The Adoption Act 1993, however, says that the birth parents cannot name those whom they want to adopt the child unless those people are relatives of the child. The birth parents can nominate a specific person for adoption of their child only if they are a grandparent, sibling or aunt or uncle of the child. Where this is not the case, the child would come under effective guardianship of the Director of Family Services, who can place the child as he or she sees fit. The genetic parents would have no special claim to the child in adoption. They may have a difficult task in obtaining custody, guardianship or access to the child. Even if this were not the case, the adoption process is based on finding parents for a child already born. It is assumed that the birth parents and adopting parents involved are strangers. By contrast, surrogacy aims at finding a child for the genetic parents and they are known to the birth parents. Indeed, I believe that the fundamental difference in the circumstances surrounding surrogacy makes adoption inappropriate for legally recognising the genetic couple as the true parents.
It is my intention, through this Bill, to take another approach. It would allow genetic parents to obtain legal parentage of a child who has been born to another woman as a result of a surrogacy agreement. I believe that the most appropriate way to do this is to provide that the Supreme Court may make an order, a parentage order. This order would provide for a child born in the ACT to be treated in law as the child of the genetic parents under certain circumstances. The order would be made if the genetic parents meet five conditions.

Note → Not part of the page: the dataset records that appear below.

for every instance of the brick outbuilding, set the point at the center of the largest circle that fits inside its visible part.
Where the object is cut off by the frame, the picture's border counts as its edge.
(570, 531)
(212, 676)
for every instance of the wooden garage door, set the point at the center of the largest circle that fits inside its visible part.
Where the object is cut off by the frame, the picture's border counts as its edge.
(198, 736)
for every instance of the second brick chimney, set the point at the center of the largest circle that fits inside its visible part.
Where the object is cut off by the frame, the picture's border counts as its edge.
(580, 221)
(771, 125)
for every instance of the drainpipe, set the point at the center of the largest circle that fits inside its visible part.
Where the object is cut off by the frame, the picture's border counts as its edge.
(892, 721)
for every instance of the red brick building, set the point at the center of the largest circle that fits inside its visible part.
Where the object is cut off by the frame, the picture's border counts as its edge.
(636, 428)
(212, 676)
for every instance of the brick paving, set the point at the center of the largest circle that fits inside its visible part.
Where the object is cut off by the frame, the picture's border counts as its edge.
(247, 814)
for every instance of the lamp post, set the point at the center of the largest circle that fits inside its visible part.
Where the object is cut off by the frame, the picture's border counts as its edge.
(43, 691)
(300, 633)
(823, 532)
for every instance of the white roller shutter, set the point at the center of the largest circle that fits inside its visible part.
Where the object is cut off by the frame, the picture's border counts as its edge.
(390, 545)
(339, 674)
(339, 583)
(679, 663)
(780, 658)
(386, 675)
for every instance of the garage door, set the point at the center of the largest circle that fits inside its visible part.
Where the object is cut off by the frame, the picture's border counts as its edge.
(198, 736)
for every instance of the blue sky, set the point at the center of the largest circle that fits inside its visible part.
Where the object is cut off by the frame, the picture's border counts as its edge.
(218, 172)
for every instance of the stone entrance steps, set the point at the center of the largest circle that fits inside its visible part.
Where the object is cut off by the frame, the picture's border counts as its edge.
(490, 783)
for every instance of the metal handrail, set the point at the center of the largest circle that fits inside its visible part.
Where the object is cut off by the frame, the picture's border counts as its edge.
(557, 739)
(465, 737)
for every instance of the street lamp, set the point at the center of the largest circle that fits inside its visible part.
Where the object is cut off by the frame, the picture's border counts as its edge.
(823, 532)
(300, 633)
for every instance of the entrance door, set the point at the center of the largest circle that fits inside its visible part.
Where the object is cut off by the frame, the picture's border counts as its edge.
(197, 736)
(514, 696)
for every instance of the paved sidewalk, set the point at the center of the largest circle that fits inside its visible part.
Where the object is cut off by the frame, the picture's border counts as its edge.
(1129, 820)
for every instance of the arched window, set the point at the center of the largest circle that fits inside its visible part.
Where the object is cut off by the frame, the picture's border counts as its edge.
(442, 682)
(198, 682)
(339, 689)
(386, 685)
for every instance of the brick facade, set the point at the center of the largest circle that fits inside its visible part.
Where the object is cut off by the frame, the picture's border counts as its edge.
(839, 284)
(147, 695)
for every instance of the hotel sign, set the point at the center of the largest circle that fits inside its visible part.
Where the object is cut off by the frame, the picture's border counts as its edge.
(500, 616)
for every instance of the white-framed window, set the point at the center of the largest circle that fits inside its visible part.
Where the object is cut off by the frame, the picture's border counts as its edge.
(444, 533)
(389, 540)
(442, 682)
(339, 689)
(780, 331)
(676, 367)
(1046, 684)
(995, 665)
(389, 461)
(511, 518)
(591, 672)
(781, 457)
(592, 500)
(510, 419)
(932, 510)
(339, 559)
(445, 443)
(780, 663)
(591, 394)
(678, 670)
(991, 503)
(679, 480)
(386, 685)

Firstly, at least six weeks and no more than six months must have elapsed since the birth. Secondly, the child's home must be with the genetic parents. Thirdly, the birth parents must be in agreement freely and with full understanding of what is involved. In other words, the birth parents must agree. Fourthly, the genetic parents must be domiciled in the ACT when both the application and the order are made. Finally, both the genetic and the birth couple must have received assessment and counselling from a service other than the service carrying out the IVF procedure. However, the court may waive this last requirement if for some reason this independent advice has not been given. It may do so if it is satisfied that it is not otherwise contrary to the welfare and interests of the child to make the parentage order.